The key to spreading your ideas

In last week’s episode of his Akimbo podcast, Seth Godin tells a story about blue tit birds.

You can listen to it from approx 5 mins in via the player below, but here’s the abridged version.

Blue tits can’t drink milk, but they do like cream.

Somewhere along the line, the birds realised there was cream at the top of the old-fashioned milk bottles that got delivered to people’s doorsteps.

They’d land on the bottles, stick their beaks in and gobble up the cream. 

Over time they learned when the milkman arrived, then how to remove the metal lids humans added to combat them, and then which bottles’ colored lids hid the most cream.

This wasn’t limited to one place, or one bird. It kept happening, and kept spreading.

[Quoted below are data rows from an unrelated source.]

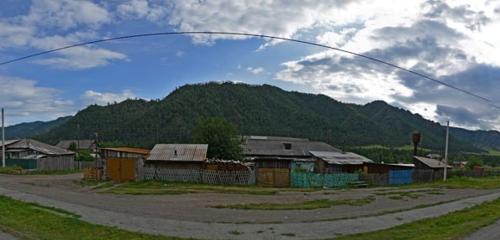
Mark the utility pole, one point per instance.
(446, 150)
(3, 139)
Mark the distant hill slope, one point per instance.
(259, 110)
(26, 130)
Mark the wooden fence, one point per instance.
(198, 176)
(87, 164)
(55, 163)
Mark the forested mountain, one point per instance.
(26, 130)
(258, 110)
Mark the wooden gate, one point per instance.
(273, 177)
(121, 169)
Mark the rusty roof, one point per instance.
(36, 146)
(341, 158)
(141, 151)
(275, 146)
(179, 152)
(432, 163)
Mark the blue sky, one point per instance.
(453, 41)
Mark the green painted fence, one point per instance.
(24, 163)
(330, 180)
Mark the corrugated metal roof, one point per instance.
(37, 146)
(432, 163)
(341, 158)
(141, 151)
(82, 143)
(179, 152)
(275, 146)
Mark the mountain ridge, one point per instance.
(262, 110)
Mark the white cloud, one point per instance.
(104, 98)
(50, 24)
(281, 18)
(455, 42)
(25, 101)
(255, 71)
(142, 9)
(66, 14)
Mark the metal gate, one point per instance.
(273, 177)
(121, 169)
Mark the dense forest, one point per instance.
(259, 110)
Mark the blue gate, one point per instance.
(399, 177)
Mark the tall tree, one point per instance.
(221, 136)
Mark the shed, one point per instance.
(428, 169)
(330, 162)
(178, 162)
(33, 154)
(122, 163)
(81, 144)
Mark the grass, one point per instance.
(460, 182)
(32, 221)
(154, 188)
(454, 225)
(307, 205)
(20, 171)
(405, 195)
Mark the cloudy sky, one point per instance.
(454, 41)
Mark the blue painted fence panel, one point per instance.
(399, 177)
(313, 180)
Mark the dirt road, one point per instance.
(191, 215)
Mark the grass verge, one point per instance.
(307, 205)
(154, 187)
(454, 225)
(32, 221)
(20, 171)
(460, 182)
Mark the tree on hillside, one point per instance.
(221, 136)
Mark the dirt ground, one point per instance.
(197, 207)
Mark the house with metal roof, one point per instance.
(33, 154)
(331, 162)
(428, 169)
(275, 157)
(80, 144)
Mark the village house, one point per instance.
(276, 157)
(428, 169)
(32, 154)
(123, 163)
(337, 162)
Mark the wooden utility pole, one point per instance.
(3, 139)
(446, 150)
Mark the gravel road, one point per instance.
(182, 215)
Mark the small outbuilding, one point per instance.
(428, 169)
(177, 162)
(123, 163)
(81, 144)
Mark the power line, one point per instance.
(489, 101)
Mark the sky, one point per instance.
(454, 41)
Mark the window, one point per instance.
(287, 146)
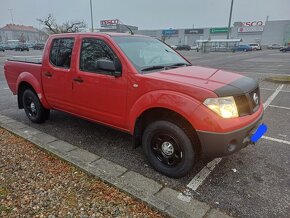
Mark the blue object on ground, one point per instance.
(262, 129)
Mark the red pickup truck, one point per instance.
(177, 112)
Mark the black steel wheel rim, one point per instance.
(30, 107)
(166, 149)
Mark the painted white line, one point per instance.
(203, 174)
(276, 74)
(284, 90)
(276, 140)
(269, 89)
(273, 96)
(288, 108)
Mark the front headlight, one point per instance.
(225, 106)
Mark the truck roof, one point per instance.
(95, 34)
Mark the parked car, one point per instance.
(21, 47)
(2, 48)
(29, 44)
(275, 46)
(9, 47)
(38, 46)
(255, 46)
(194, 47)
(243, 48)
(177, 112)
(182, 47)
(286, 48)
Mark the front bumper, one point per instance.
(222, 144)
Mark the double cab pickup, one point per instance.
(177, 112)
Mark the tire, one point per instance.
(176, 162)
(33, 107)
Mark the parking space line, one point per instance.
(267, 89)
(287, 108)
(200, 177)
(273, 96)
(276, 140)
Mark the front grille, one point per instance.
(246, 104)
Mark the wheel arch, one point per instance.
(27, 81)
(161, 113)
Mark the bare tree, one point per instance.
(67, 27)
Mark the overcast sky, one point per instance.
(146, 14)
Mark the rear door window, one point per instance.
(61, 51)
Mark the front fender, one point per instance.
(36, 85)
(180, 103)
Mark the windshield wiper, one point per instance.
(156, 67)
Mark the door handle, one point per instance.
(78, 79)
(48, 74)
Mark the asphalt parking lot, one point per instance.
(252, 183)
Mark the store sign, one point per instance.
(250, 29)
(193, 31)
(219, 30)
(169, 32)
(105, 23)
(253, 23)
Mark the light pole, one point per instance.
(230, 19)
(11, 13)
(92, 22)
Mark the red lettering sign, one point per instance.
(253, 23)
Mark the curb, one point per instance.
(166, 200)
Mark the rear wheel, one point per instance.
(168, 149)
(33, 107)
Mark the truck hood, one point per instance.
(221, 82)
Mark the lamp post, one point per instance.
(230, 19)
(11, 13)
(92, 22)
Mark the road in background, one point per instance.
(255, 182)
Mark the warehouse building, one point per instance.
(265, 33)
(25, 33)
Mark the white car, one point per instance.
(255, 46)
(173, 46)
(275, 46)
(193, 47)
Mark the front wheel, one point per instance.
(168, 149)
(33, 107)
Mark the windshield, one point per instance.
(148, 53)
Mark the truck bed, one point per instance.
(13, 68)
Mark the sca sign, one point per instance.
(169, 32)
(193, 31)
(253, 23)
(219, 30)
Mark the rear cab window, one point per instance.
(61, 52)
(92, 50)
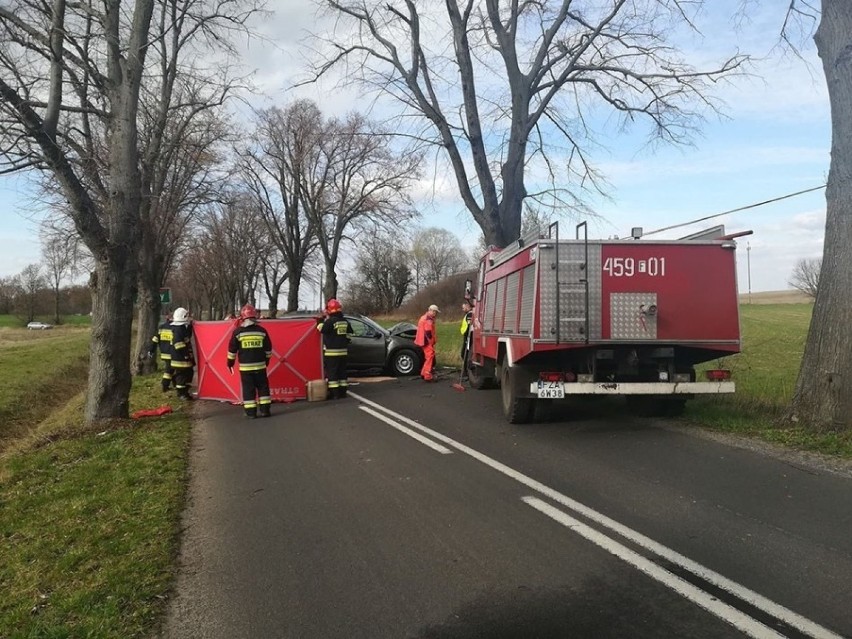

At the start, there were some birds that invented the technique, and a few of these were good at training others.

The trainers would fly off elsewhere, and do the trick so other birds would learn from them. These birds would go off and do the same thing.

Seth’s point is two-fold: good ideas can spread; and we need people to help teach and share them.

We’re usually more aware of the first point than the second. 

The second point is not about just teaching others in the topic we want to share, but teaching and training them in how to teach and train so even more people can benefit.

This is often hugely overlooked.

You’ll sometimes hear this called ‘Train The Trainer’. It’s what’s helped companies like Soulcycle to grow in the way they have.

But it’s not limited to milk bottles or fitness studios. 

It’s a powerful, generous, and underrated force that can get behind all sorts of good ideas that deserve to spread.

It’s what helps the cream rise to the top.